Might have stumbled on a possible source of the random errors on my drive tests. Yesterday’s test had a single drive failure, and in a similar manner to previous failures. One of the low hour drives reported several thousand write errors, and millions of read errors. I decided to have a look at the kernel message log, and started seeing regular instances of this:
[…] sd 7:0:2:0: Power-on or device reset occurred
[…] sd 7:0:4:0: Power-on or device reset occurred
[…] sd 7:0:1:0: Power-on or device reset occurred
[…] sd 7:0:0:0: Power-on or device reset occurred
This reset is happening on the devices connected to the new hard drive controller. I suspect there is either a cable (power or SATA) or there is something up with this brand new controller.
Output of lsscsi:
[7:0:0:0] disk ATA HGST HMS5C4040AL A3W0 /dev/sda
[7:0:1:0] disk ATA HGST HMS5C4040AL A3W0 /dev/sdb
[7:0:2:0] disk ATA HGST HMS5C4040AL A3W0 /dev/sdc
[7:0:3:0] disk ATA ST4000DM004-2CV1 0001 /dev/sdd
[7:0:4:0] disk ATA HGST HMS5C4040AL A3W0 /dev/sde
[7:0:5:0] disk ATA V-32 0825 /dev/sdf
There are only reported problems for sda, sdb, sdc, and sde. No problems reported on sdd, sdf.
To map which SCSI device goes to what controller I used lsscsi -v which produced:
[0:0:0:0] … /dev/sdg […02:00.1/ata1/host0/target0:0:0/0:0:0:0]
[1:0:0:0] … /dev/sdh […02:00.1/ata2/host1/target1:0:0/1:0:0:0]
[2:0:0:0] … /dev/sdi […02:00.1/ata3/host2/target2:0:0/2:0:0:0]
[3:0:0:0] … /dev/sdj […02:00.1/ata4/host3/target3:0:0/3:0:0:0]
[4:0:0:0] … /dev/sdk […02:00.1/ata5/host4/target4:0:0/4:0:0:0]
[5:0:0:0] … /dev/sdl […02:00.1/ata6/host5/target5:0:0/5:0:0:0]
[6:0:0:0] … /dev/sdm […02:00.1/ata7/host6/target6:0:0/6:0:0:0]
[7:0:0:0] … /dev/sda […08:00.0/host7/port-7:0/end_device-7:0/target7:0:0/7:0:0:0]
[7:0:1:0] … /dev/sdb […08:00.0/host7/port-7:1/end_device-7:1/target7:0:1/7:0:1:0]
[7:0:2:0] … /dev/sdc […08:00.0/host7/port-7:2/end_device-7:2/target7:0:2/7:0:2:0]
[7:0:3:0] … /dev/sdd […08:00.0/host7/port-7:3/end_device-7:3/target7:0:3/7:0:3:0]
[7:0:4:0] … /dev/sde […08:00.0/host7/port-7:4/end_device-7:4/target7:0:4/7:0:4:0]
[7:0:5:0] … /dev/sdf […08:00.0/host7/port-7:5/end_device-7:5/target7:0:5/7:0:5:0]
[8:0:0:0] … /dev/sdn […02:00.1/ata8/host8/target8:0:0/8:0:0:0]
[N:0:1:1] … /dev/nvme0n1 […01:00.0/nvme/nvme0/nvme0n1]
And to see which PCI controller this is I used lspci :
01:00.0 Non-Volatile memory controller: Phison Electronics Corporation Device 5013 (rev 01)
02:00.1 SATA controller: Advanced Micro Devices, Inc. [AMD] X370 Series Chipset SATA Controller (rev 02)
…
08:00.0 Serial Attached SCSI controller: LSI Logic / Symbios Logic SAS2308 PCI-Express Fusion-MPT SAS-2 (rev 05)
So the new controller card has the drives reporting problems.

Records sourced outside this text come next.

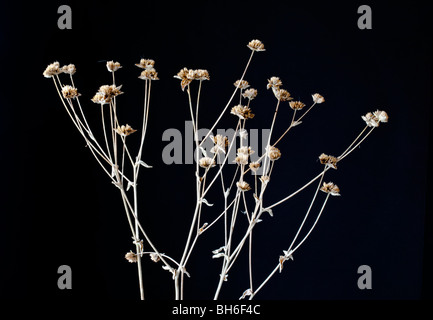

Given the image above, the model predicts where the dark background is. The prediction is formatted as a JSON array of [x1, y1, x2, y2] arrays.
[[0, 1, 432, 300]]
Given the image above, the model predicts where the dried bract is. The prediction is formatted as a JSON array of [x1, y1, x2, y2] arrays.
[[273, 89, 293, 101], [247, 39, 266, 51], [242, 88, 257, 100], [43, 61, 63, 78], [194, 69, 210, 80], [107, 61, 122, 72], [268, 146, 281, 161], [312, 93, 325, 103], [320, 182, 340, 196], [361, 112, 380, 127], [266, 77, 283, 89], [92, 84, 123, 104], [373, 110, 388, 122], [250, 162, 260, 172], [62, 64, 77, 75], [62, 85, 81, 99]]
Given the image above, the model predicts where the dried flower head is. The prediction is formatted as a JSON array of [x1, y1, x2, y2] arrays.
[[250, 162, 260, 172], [320, 182, 340, 196], [247, 39, 266, 51], [268, 146, 281, 161], [312, 93, 325, 103], [135, 59, 155, 69], [174, 68, 194, 91], [210, 134, 229, 153], [373, 110, 388, 122], [266, 77, 283, 89], [91, 92, 110, 104], [107, 61, 122, 72], [319, 153, 338, 169], [62, 64, 77, 75], [230, 104, 254, 119], [62, 85, 81, 99], [273, 89, 293, 101], [260, 176, 271, 184], [139, 68, 159, 80], [242, 88, 257, 100], [114, 124, 137, 137], [125, 251, 137, 263], [361, 112, 380, 127], [194, 69, 210, 80], [198, 157, 215, 169], [289, 101, 305, 110], [92, 84, 123, 104], [43, 61, 63, 78], [236, 181, 251, 191], [233, 80, 250, 90]]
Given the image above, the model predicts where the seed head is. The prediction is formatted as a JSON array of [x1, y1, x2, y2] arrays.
[[43, 61, 63, 78], [107, 61, 122, 72], [242, 88, 257, 101], [272, 89, 293, 101], [361, 112, 380, 127], [62, 64, 77, 75], [247, 39, 266, 51], [373, 110, 388, 122], [260, 176, 271, 185], [92, 84, 123, 104], [194, 69, 210, 80], [250, 162, 260, 172], [312, 93, 325, 103], [62, 85, 81, 99], [266, 77, 283, 89], [268, 146, 281, 161]]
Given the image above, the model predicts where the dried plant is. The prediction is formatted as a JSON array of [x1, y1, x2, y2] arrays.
[[43, 40, 388, 300]]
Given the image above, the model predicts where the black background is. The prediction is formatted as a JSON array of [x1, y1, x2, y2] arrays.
[[0, 1, 432, 300]]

Note that only the HGST devices have errors. These drives, 12 in total, are all HGST MegaScale 4000. The Seagate Barracuda 3.5 is newer with a 6.0 Gb/s interface. It may be the Seagate drive isn’t reporting errors because it is not doing writes when I discovered this issue. It usually finishes the test in half the time as the HGST drives. After the HGST drives finished the write portion of the test, the reset errors stopped appearing in the kernel log.
I reviewer on Amazon noted that he had I/O problems (no details) that were solved by loading an older version of firmware. I will try this myself and see if it makes a difference.